Remember that famous shot of the Egyptian Prime Minister, Mostafa Madbouly, descending on a rope into a deep well to see Saqqara’s great new archaeological find?
This shot is nothing but a small step in a journey that began two years ago. It is the journey of the Egyptian archaeological mission in the Saqqara necropolis, which was documented by the Netflix documentary film “Secrets of the Saqqara Tomb.”
The documentary aired a few days ago, and has been met with great success.
Over the course of nearly two hours, the documentary follows a team of Egyptian archaeologists as they excavate corridors and columns near the Bubastion cemetery in the Saqqara area.
English director James Tovell had a short time window to make the film, which was filmed during the month of Ramadan.
Viewers witness the time crunch, as the team works quickly against the clock with funding set to run out and temperates increasing slightly each day, making it difficult to work.

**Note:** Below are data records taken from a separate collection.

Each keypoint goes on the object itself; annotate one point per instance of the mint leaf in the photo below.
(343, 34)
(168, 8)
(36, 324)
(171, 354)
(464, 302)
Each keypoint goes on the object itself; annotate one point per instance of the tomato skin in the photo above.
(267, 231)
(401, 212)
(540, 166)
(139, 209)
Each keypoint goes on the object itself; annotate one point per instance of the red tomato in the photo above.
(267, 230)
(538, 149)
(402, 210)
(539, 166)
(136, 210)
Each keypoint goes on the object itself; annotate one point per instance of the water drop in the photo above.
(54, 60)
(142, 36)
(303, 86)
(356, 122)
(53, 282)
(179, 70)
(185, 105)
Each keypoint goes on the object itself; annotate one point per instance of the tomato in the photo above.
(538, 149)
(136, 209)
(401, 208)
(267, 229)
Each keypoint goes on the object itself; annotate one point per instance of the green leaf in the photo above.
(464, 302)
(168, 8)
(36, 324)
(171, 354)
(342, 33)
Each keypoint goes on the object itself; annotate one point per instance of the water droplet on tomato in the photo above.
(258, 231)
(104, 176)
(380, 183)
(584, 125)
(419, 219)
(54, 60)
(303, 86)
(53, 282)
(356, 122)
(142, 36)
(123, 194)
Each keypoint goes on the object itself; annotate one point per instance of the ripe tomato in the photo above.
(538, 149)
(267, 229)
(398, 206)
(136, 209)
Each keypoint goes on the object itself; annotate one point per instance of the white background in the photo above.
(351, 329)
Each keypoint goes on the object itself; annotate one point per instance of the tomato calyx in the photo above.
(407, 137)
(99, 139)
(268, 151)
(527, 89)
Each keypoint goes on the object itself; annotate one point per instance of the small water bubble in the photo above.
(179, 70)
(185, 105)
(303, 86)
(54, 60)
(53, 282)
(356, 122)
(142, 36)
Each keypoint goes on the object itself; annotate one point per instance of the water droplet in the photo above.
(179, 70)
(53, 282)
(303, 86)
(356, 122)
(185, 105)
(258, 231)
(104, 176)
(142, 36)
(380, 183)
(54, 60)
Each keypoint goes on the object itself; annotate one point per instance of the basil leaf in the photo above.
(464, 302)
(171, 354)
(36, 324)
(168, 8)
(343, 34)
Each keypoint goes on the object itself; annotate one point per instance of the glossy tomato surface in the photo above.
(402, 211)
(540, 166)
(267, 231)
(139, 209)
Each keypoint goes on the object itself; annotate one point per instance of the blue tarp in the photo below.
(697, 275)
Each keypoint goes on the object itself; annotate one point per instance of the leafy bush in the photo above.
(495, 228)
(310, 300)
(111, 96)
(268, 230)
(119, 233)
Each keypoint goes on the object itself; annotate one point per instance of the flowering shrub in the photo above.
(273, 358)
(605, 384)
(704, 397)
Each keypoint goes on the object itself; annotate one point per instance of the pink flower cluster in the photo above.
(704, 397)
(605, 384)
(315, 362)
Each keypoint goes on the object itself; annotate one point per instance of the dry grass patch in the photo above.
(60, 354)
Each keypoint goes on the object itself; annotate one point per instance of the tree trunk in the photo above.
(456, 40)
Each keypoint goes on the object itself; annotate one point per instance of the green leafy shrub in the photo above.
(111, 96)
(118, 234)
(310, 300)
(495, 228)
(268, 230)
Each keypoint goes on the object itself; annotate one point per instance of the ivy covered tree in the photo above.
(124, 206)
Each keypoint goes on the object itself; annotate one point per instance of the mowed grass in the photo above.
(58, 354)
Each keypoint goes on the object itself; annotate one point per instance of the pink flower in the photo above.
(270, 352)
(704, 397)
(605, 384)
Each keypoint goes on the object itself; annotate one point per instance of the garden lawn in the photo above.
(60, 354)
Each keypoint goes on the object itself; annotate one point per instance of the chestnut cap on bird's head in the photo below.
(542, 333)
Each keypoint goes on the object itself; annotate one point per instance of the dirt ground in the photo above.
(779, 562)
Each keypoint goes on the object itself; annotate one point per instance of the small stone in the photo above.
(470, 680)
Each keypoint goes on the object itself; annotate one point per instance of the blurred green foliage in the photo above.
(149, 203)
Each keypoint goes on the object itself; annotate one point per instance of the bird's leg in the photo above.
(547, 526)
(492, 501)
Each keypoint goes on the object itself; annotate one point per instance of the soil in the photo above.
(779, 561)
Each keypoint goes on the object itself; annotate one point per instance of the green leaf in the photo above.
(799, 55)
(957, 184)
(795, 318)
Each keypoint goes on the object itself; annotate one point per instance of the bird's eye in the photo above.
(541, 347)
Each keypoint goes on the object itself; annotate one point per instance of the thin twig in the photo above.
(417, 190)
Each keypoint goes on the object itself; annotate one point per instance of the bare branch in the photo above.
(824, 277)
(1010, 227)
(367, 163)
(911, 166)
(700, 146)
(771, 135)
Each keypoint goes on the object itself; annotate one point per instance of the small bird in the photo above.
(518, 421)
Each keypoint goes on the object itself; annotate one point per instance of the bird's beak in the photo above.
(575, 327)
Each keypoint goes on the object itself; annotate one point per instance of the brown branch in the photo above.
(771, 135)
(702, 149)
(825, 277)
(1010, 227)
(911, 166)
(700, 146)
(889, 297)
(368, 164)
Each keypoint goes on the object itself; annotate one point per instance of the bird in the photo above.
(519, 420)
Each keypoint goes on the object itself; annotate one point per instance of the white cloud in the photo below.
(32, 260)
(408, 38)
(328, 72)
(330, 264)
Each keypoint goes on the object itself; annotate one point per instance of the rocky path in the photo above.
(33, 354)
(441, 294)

What happens next is a scene described by all who watch the film as a moment that unites the feelings of all ancient and living Egyptians.
The team makes a huge discovery and finds an untouched tomb, which is believed to belong to a great Pharaonic official.
Among the treasures within the tomb were 55 statues in very good condition.
An Egyptology professor in the mission, Mohamed Yusuf, called the discovery unparalleled, adding that the tomb itself is more precious than gold.
Yusuf stated that the discovery is evidence that Egypt has not yet revealed all its treasures, and he hopes that it serves as an initiative for Egyptologists to embark on additional excavations.
This documentary is not the first, nor will it be the last, on Egyptian antiquities and civilization.
In fact, National Geographic has produced dozens of wonderful films about Pharaonic antiquities, so what makes “Secrets of the Saqqara Tomb” different?
Since its release, the documentary has created an unprecedented amount of buzz on social media. It not only captivated audiences around the world, but also those in Egypt, almost as if restoring within Egyptians a sense of pride and connection to their homeland.
The interviews of the Egyptian team revealed a close connection between the Egyptian workers and their origins and civilization, as they do not consider what they are doing to be “business as usual”.
One of the team members, known as Gharib, said he “does not hit the soil with the ax like this… but feels the ground, knows when to hit hard and when to touch it gently because he is afraid to break an important relic or statue.”
The Guardian newspaper’s review reinforced this idea, stating that one of the film’s goals was to affirm Egyptians’ possession of their country’s heritage and history.
‘Secrets of the Saqqara Tomb’ is available for streaming now on Netflix.